HangfireIO / Hangfire

An easy way to perform background job processing in .NET and .NET Core applications. No Windows Service or separate process required
https://www.hangfire.io
Other
9.44k stars 1.71k forks source link

Job creation resiliency #1434

Open barclayadam opened 5 years ago

barclayadam commented 5 years ago

If the database server is under load, the connection fails or any other number of reasons the connections fail the job will not be queued and and exception thrown.

Would it be sensible for Hangfire itself to be more resilient to these failures? Either providing built-in retry support as a minimum (something configured once for a client, instead of application code making sure it provides the retry mechanism everywhere), or perhaps more interesting a store and forward mechanism.

Issue https://github.com/HangfireIO/Hangfire/issues/820 mentions handling the BackgroundJobClientException manually, but this feels like a core concern given distributed-by-nature functionality of Hangfire.
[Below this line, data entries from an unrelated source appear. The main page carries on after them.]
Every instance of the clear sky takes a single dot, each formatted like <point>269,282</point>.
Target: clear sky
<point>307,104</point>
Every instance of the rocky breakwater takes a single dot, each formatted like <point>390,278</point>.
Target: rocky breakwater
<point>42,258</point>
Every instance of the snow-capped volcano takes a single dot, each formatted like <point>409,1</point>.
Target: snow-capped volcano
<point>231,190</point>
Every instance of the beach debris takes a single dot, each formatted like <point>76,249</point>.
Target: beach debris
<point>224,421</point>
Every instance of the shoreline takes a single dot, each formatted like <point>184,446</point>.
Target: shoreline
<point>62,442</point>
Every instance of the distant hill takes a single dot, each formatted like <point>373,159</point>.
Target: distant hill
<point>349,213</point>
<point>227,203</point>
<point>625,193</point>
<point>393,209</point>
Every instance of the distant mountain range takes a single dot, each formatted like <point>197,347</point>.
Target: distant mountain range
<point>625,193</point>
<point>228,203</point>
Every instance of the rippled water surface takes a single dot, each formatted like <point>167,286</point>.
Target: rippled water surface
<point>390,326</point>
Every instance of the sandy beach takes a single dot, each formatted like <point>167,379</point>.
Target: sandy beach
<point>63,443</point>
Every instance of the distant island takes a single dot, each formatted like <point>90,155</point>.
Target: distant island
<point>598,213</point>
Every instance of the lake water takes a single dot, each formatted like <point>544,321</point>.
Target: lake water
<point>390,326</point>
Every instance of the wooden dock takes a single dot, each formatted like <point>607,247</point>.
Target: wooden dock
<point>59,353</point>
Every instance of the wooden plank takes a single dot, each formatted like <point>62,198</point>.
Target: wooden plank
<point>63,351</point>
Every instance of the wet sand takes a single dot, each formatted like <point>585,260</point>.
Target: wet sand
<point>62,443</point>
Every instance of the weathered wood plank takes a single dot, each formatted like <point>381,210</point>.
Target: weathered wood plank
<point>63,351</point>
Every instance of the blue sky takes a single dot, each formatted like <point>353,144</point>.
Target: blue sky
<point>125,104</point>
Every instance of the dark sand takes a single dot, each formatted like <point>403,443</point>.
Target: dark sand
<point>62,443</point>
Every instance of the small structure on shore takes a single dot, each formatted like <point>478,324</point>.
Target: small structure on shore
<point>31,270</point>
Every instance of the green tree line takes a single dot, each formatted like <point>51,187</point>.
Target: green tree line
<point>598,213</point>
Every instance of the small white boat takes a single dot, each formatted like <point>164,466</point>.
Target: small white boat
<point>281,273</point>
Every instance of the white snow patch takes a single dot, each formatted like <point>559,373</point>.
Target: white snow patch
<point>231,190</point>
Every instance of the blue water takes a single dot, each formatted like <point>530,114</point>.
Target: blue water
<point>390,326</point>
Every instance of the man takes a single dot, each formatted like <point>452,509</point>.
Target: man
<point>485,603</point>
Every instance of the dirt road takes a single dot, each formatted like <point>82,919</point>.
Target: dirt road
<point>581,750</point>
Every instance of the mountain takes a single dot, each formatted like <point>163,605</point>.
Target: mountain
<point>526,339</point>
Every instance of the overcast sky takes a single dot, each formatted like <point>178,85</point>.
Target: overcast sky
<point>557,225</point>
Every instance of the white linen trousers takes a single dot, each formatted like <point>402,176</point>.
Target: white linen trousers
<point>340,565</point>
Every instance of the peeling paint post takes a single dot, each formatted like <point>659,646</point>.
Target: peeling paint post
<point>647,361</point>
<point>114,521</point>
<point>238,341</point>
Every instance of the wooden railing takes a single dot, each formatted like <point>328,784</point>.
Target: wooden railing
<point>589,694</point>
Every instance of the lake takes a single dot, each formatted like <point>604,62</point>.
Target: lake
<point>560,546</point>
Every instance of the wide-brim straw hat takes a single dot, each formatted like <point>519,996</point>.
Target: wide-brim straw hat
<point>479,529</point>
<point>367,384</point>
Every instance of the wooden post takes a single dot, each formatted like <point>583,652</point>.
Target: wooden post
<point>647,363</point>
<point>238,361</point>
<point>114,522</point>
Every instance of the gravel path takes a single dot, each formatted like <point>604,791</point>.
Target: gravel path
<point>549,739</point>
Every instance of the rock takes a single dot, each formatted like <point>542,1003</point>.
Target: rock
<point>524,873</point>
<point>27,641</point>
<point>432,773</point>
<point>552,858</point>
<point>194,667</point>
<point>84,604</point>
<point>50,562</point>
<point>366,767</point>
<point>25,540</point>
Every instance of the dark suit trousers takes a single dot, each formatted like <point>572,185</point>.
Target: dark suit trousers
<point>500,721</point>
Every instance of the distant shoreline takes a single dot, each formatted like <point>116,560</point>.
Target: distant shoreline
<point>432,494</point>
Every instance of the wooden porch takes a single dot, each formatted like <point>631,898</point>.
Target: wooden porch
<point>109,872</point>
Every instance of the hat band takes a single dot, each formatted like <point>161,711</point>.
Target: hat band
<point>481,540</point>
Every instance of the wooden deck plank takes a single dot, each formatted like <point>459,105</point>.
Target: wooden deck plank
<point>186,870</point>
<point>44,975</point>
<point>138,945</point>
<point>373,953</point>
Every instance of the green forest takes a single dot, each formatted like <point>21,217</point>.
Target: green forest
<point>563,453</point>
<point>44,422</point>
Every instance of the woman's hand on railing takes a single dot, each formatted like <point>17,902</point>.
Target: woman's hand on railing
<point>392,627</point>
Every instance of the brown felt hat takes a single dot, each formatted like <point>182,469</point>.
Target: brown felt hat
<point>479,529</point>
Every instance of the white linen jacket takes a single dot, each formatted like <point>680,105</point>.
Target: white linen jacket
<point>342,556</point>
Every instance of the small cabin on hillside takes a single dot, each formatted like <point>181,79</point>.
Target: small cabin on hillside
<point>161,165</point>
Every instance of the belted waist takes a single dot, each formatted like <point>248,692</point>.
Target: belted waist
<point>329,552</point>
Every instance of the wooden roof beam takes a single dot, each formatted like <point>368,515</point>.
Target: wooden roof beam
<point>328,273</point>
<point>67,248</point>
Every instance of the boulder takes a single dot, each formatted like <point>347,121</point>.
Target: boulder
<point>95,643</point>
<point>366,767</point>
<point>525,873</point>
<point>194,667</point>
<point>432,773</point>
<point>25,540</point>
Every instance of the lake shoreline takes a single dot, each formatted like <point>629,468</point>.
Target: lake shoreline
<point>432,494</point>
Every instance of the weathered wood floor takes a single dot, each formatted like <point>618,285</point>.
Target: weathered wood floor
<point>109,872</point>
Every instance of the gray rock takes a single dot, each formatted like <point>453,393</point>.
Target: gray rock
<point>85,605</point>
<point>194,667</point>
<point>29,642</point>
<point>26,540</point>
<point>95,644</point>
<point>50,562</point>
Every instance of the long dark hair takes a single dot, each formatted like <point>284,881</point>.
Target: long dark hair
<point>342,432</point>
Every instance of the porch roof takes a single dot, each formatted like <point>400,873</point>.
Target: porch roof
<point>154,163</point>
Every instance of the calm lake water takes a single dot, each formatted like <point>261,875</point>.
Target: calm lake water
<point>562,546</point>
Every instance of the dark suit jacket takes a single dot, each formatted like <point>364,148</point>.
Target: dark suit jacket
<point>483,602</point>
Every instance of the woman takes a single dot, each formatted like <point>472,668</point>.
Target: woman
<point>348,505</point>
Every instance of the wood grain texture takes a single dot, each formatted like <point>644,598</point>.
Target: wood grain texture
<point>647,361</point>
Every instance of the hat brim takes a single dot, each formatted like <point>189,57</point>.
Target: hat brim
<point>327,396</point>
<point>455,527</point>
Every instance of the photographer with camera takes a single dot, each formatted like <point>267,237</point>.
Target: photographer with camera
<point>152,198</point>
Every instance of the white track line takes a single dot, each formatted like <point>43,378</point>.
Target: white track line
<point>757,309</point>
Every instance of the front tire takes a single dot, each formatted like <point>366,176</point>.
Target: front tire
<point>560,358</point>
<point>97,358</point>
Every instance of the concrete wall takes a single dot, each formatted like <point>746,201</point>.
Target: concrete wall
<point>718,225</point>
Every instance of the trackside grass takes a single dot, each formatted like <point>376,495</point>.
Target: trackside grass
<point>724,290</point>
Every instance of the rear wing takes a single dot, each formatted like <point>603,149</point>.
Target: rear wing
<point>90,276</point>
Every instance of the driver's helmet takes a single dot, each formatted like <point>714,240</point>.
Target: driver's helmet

Perhaps pluggable, perhaps dependent on individual transports (i.e. SQL vs Redis)?

odinserj commented 5 years ago

Timeout is the most interesting failure that happens often in cloud environments, and when it happens it quite hard to understand whether background job was created or not – in the former case we must not create yet another background job.

I didn't implement this feature before as a part of IBackgroundJobFactory implementation directly, because was thinking it requires an idempotence key to be added first, to not to create background job twice, because in case of timeout we don't even have a background job identifier.

But since background job is created in a two-step process, and no one is able to see background job is created before the second step is successfully completed, we can implement this behavior transparently in the following way, depending on where fault is happened.

However it's possible that transaction.Commit call is failed, but some side effects were committed. And theoretically there may be problems with skipped job continuations.

barclayadam commented 5 years ago

Thank for your response, certainly seems like a simple retry mechanism would be relatively straightforward to introduce an amount of resiliency. It could handle the occasional blip in connectivity which is pretty common in a cloud environment.

If this gets implemented should it be considered how something like store-and-forward could be integrated, whether it's built-in or a 3rd party extension?

Although an in-memory retry should alleviate many issues, what if Hangfire dependencies are completely down for a period of time? For example, we have a dedicated database for our Hangfire instance. Our site could completely work without the background process if we were able to temporarily store the tasks to be pushed to Hangfire and retried later.